Lemma 26.4.1. In Situation 26.3.1. Let $F$ be the functor associated to $(S, \mathcal{A})$ above. Let $g : S' \to S$ be a morphism of schemes. Set $\mathcal{A}' = g^*\mathcal{A}$. Let $F'$ be the functor associated to $(S', \mathcal{A}')$ above. Then there is a canonical isomorphism

$F' \cong h_{S'} \times _{h_ S} F$

of functors.

Proof.

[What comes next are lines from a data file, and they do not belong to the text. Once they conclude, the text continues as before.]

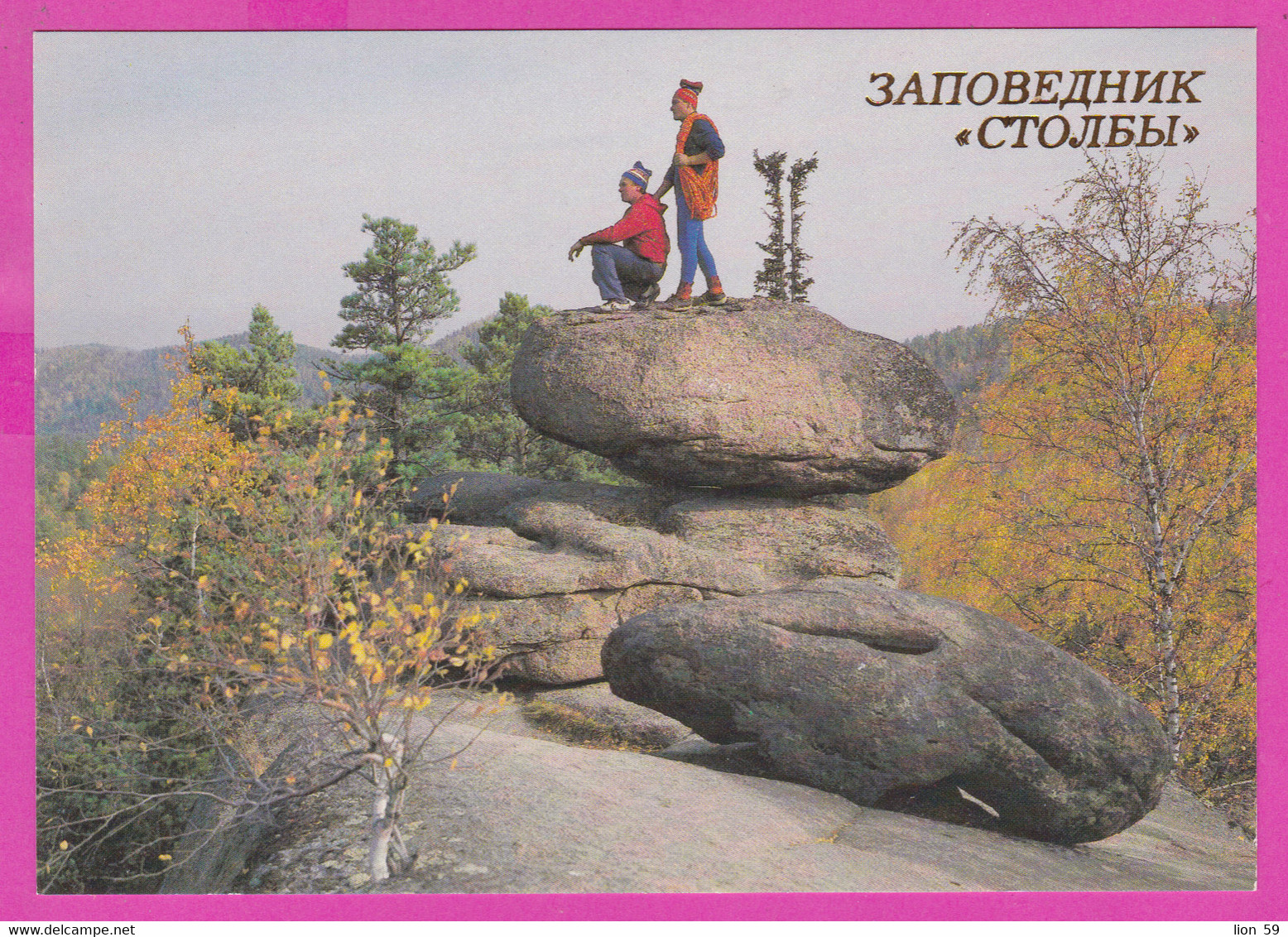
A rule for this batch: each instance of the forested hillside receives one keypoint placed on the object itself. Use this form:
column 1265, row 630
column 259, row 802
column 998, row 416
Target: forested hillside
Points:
column 80, row 387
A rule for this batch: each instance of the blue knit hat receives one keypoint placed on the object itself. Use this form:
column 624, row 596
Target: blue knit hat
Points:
column 639, row 175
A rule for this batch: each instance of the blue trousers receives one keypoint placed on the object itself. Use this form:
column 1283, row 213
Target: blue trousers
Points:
column 620, row 273
column 693, row 246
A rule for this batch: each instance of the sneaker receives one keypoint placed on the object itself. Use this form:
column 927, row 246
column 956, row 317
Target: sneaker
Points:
column 651, row 292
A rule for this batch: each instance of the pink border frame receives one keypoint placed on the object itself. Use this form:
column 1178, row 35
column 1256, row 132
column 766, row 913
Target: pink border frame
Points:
column 18, row 899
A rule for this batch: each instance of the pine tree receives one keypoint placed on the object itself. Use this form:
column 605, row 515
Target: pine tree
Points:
column 797, row 283
column 402, row 291
column 771, row 280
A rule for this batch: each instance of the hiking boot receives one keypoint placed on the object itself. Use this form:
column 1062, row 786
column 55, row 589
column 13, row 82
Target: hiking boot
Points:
column 651, row 292
column 681, row 297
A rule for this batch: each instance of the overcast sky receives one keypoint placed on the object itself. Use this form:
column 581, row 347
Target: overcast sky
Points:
column 192, row 175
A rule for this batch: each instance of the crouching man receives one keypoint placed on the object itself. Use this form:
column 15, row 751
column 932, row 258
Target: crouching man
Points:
column 629, row 271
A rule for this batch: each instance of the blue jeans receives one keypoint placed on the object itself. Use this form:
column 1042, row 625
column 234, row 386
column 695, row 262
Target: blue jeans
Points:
column 693, row 246
column 620, row 273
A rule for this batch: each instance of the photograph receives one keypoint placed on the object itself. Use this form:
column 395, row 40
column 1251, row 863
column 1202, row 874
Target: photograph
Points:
column 739, row 466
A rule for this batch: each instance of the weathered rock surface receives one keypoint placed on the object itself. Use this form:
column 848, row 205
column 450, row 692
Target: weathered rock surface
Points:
column 887, row 697
column 792, row 541
column 556, row 639
column 773, row 396
column 558, row 565
column 519, row 814
column 593, row 714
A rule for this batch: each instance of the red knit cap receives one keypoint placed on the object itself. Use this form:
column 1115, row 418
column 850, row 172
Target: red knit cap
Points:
column 690, row 92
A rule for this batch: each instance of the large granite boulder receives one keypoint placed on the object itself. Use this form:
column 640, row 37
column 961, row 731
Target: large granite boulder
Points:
column 556, row 565
column 771, row 396
column 498, row 807
column 887, row 697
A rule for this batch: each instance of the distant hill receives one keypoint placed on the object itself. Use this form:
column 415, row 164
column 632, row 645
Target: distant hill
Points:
column 968, row 358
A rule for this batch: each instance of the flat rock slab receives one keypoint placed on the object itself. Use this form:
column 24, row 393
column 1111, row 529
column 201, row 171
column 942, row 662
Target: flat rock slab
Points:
column 523, row 815
column 591, row 711
column 773, row 396
column 898, row 699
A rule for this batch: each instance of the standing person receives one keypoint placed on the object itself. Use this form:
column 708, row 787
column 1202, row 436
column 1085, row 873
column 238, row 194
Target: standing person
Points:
column 632, row 269
column 694, row 174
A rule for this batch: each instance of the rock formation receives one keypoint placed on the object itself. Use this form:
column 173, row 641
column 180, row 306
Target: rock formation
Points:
column 558, row 565
column 771, row 396
column 745, row 593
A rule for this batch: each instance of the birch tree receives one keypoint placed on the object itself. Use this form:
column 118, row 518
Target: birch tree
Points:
column 1134, row 378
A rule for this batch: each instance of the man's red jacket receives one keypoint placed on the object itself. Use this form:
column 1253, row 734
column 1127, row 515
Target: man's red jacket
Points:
column 641, row 231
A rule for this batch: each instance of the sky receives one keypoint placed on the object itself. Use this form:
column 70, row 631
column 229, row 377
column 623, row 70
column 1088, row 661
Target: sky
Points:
column 185, row 176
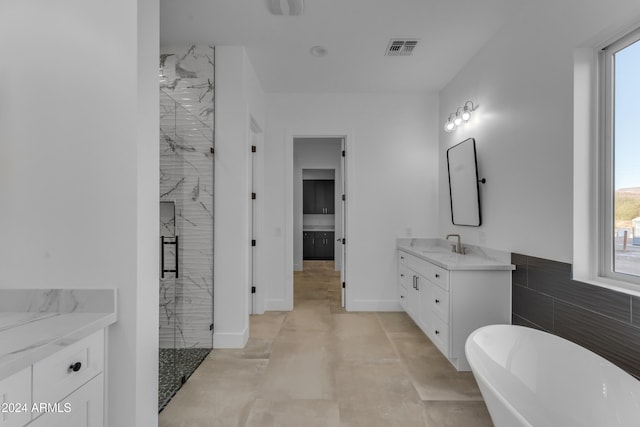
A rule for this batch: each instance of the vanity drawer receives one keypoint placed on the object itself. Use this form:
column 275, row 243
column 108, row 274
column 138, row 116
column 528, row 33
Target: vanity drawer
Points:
column 440, row 334
column 418, row 265
column 15, row 399
column 440, row 303
column 403, row 276
column 439, row 276
column 67, row 370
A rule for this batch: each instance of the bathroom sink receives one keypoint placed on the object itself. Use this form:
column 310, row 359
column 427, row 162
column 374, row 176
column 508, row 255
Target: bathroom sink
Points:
column 433, row 250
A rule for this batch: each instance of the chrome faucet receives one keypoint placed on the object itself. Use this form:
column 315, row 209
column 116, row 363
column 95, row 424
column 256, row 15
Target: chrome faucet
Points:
column 457, row 248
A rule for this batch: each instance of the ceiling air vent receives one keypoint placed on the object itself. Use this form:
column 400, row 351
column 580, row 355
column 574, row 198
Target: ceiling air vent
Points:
column 401, row 47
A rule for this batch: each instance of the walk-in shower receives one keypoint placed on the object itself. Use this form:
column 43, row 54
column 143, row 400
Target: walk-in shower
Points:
column 186, row 214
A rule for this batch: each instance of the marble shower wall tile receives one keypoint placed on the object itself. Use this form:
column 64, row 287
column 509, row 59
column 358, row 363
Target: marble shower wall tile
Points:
column 186, row 178
column 58, row 300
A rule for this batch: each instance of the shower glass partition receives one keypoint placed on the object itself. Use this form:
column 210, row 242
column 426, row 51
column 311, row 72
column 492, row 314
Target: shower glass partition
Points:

A pair $(f' : T \to S', \varphi ' : (f')^*\mathcal{A}' \to \mathcal{O}_ T)$ is the same as a pair $(f, \varphi : f^*\mathcal{A} \to \mathcal{O}_ T)$ together with a factorization of $f$ as $f = g \circ f'$. Namely with this notation we have $(f')^* \mathcal{A}' = (f')^*g^*\mathcal{A} = f^*\mathcal{A}$. Hence the lemma. $\square$

Comment #3837 by anonymous on

This refers to Tag 01LR just above. It seems that the f on the right hand side should be the morphism making T into an S-scheme. So my suggestion is to write $(f \colon T \rightarrow S) \mapsto \{\text{$\phi$as above}\}$. (The right hand side should be in "set brackets" but it did not work in the preview.) In the representability statements below it would be good to say representable by an S-scheme.

Comment #3931 by on

Dear anonymous, thanks very much for pointing this out. I fixed it instead by replacing the target category with the category of schemes and not the category of schemes over $S$. See change here.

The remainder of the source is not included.